Melquíades Álvarez, el anfitrión y convocante, viene siendo algo así como un Monsieur Lipp parisino, redivivo en Madrid y capaz no de sentar a una mesa de las del piso de arriba a todo un ministro francés de Hacienda, castigado porque no le caía bien o le había multado – tal y como hizo el citado un día en el que yo comí en su casa con el llorado Feliciano Fidalgo para acabar tomándonos el café con Simone Signoret y Marcelo Mastroniani- sino y bien por el contrario capaz de sentar a ex ministros socialistas con ministras populares, escritores de izquierdas con escritores de derechas, jueces con fiscales, gentes sin blanca con empresarios portentosos, unidos por la única relación que establece la galleguidad y el haber hecho o al menos haber intentado hacer algo aportante en esta vida.

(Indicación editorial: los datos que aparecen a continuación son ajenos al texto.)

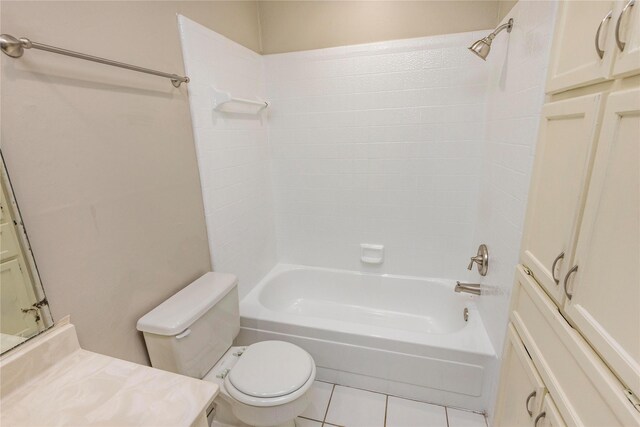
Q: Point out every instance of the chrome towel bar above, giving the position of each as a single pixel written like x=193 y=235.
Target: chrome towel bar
x=14 y=48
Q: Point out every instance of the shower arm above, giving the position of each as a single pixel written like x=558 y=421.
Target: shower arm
x=508 y=26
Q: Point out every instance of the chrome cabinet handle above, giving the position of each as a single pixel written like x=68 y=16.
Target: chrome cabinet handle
x=599 y=50
x=553 y=266
x=566 y=279
x=538 y=418
x=619 y=42
x=526 y=403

El monsieur francés, ya fallecido, tenía en su brasserie un enorme cartel a la entrada que indicaba una espera mínima de noventa minutos. Creo que no lo había retirado desde finales del siglo XIX cuando el local que visitarían Proust, Gide o Malraux, entre muchos otros, había sido recién inaugurado. Cuando yo entré en él no había un alma y le dije a Feliciano: “Vámonos que tengo un hambre de lobo y no espero hora y media para tomarme un cocido por muy francés que sea”. El cartel era una artimaña para reservarse el derecho de admisión o el de sentar a cada quién en dónde monsieur Lipp estimase conveniente. Si no le caías bien comías en el primer piso, donde no fueses visto ni pudieses ver a nadie, así el ministro del dinero; si por el contrario fueses de su agrado lo harías en la planta baja, a la vista de todos. Feliciano Fidalgo era gente querida en París, comimos en la planta baja, llegaron quienes dije y acabamos tomando café con ellos. Feliciano era un portento de persona y periodista. En “La Tour d’Argent” el secular restaurante en el que multimillonarios de todo el mundo reservaban mesa con meses de antelación, llegabas con Feliciano sin que este hubiese avisado a nadei y siempre había para él una mesa a la que poder sentarse y ver el Sena deslizarse, majestuoso y lento, allá abajo, dando vueltas.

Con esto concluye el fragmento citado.